Orient Express. The Orient Express case was a decision by the English Commercial Court on appeal from an arbitral decision as to the interpretation of a trends clause similar to those under consideration before the Supreme Court. It concerned damage to a hotel in New Orleans as a result of damage from a hurricane. The arbitral panel and the Commercial Court held that the business interruption policy did not cover losses which the hotel would have suffered in any event as a result of damage to the city of New Orleans (even if the hotel itself was not damaged). As can be seen from the above, the Supreme Court held that this case was wrongly decided. Interestingly, one member of the arbitral panel and the Commercial Court judge who decided the Orient Express case have both become judges of the Supreme Court (Lord Leggatt and Lord Hamblen) – in fact two of the five judges who heard the present case!
What about Jersey?
This is a UK case determining UK law. The Jersey courts may determine that Jersey law is not the same. Ultimately, I think it unlikely that the Jersey courts would come to a different view for the following reasons:
Whilst the decision of the Supreme Court is not binding, it is highly persuasive – it is the reasoned decision of five of the most senior judges in the UK, each of which is also a member of the Judicial Committee of the Privy Council (Jersey’s highest court), following four days of argument presented by some of the leading QCs in this area instructed by some of the leading UK firms of solicitors.
The insurers writing business in Jersey are, to a large extent, the same as those writing business in the UK, or are affiliated with UK insurers, and will likely be accessing the same re-insurance markets. In the circumstances, there is likely to be a degree of similarity in the wording of the various business interruption policies in operation in Jersey and those considered by the Supreme Court.

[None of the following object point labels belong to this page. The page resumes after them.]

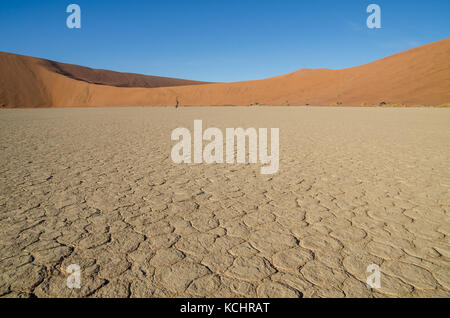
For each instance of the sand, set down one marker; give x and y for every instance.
(420, 76)
(97, 188)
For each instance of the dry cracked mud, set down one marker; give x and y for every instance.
(97, 188)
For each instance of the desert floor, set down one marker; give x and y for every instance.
(97, 188)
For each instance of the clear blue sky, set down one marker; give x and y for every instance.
(219, 40)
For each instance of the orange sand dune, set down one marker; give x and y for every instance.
(420, 76)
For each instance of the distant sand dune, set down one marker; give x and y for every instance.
(420, 76)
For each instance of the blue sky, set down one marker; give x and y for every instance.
(219, 40)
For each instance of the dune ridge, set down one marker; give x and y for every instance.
(420, 76)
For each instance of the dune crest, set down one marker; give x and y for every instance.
(420, 76)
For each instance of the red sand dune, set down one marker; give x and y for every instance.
(420, 76)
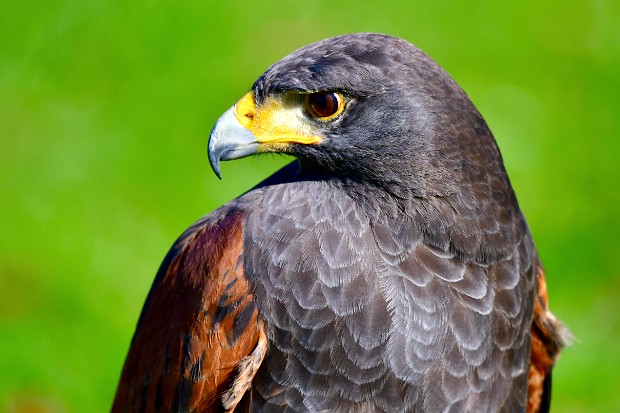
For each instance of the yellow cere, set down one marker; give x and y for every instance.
(278, 122)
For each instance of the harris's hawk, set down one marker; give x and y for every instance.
(388, 269)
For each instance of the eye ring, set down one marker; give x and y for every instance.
(324, 105)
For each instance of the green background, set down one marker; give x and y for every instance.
(105, 112)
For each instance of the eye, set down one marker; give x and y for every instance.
(324, 105)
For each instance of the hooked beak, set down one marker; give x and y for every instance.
(247, 129)
(230, 140)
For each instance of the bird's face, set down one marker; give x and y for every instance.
(367, 107)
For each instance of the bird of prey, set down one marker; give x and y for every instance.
(387, 269)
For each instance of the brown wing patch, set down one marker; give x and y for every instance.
(198, 324)
(548, 337)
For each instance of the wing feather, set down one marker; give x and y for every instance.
(197, 340)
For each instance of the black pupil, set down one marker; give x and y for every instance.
(323, 104)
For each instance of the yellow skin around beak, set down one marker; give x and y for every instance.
(247, 129)
(278, 121)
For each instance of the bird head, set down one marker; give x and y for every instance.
(363, 107)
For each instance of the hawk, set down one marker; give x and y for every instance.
(387, 269)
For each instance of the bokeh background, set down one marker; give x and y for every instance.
(105, 111)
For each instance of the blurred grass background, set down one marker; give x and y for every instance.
(105, 111)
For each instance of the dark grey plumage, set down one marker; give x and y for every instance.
(393, 268)
(388, 269)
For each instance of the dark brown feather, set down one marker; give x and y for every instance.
(548, 336)
(198, 324)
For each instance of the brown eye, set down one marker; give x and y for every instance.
(324, 105)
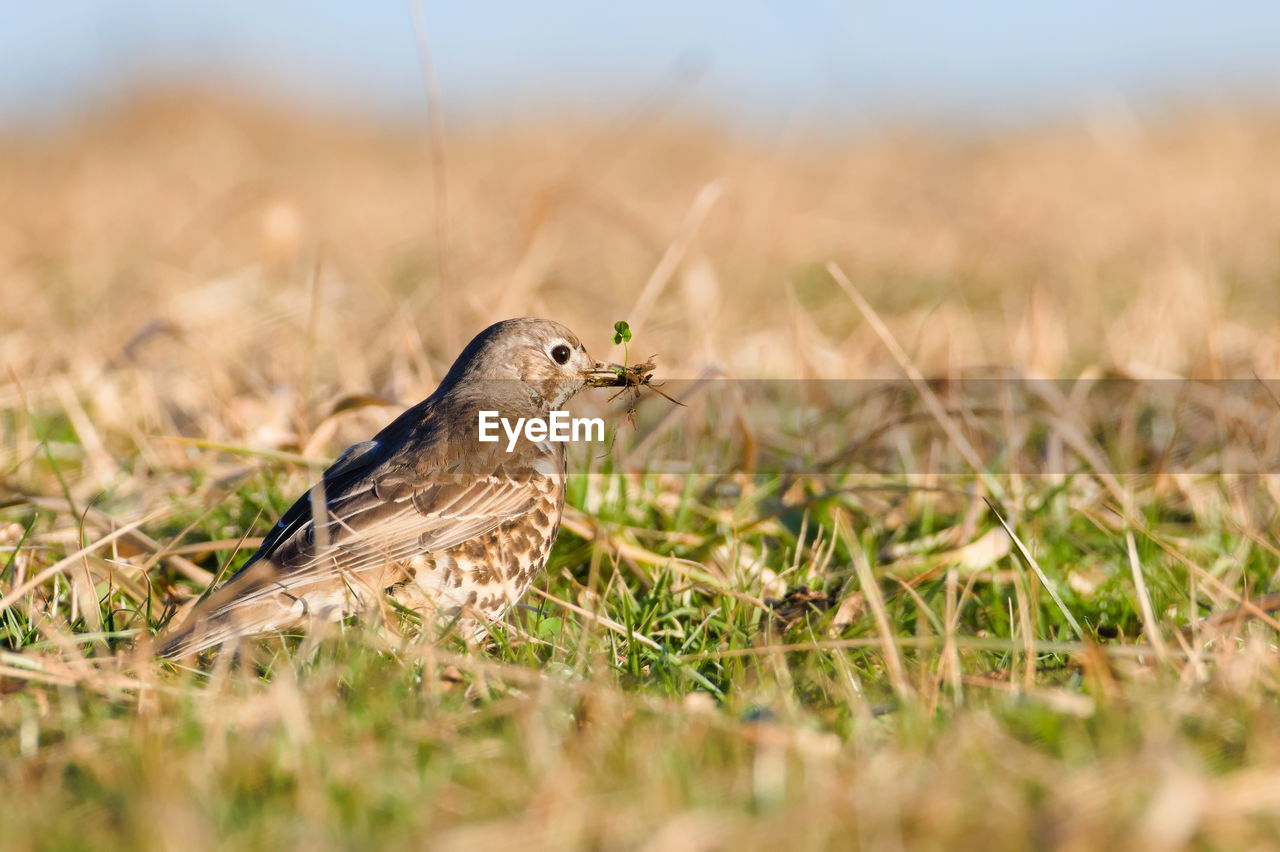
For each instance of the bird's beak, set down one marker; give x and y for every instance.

In any event, it is important to remember that the test case was not intended to address all possible disputes, but to resolve some key contractual uncertainties and ‘causation’ issues to provide clarity for both policyholders and insurers. The expressed wish of the Supreme Court was to enable all parties, businesses and insurers alike, to understand the proper interpretation of the various policies so that claims can be resolved sensibly, efficiently and quickly. Ultimately, much will depend on the precise wording of the policy in question and the precise factual circumstances applying to the business in question. For those business owners who have suffered losses as a result of the pandemic it is certainly worth reviewing your policy documents.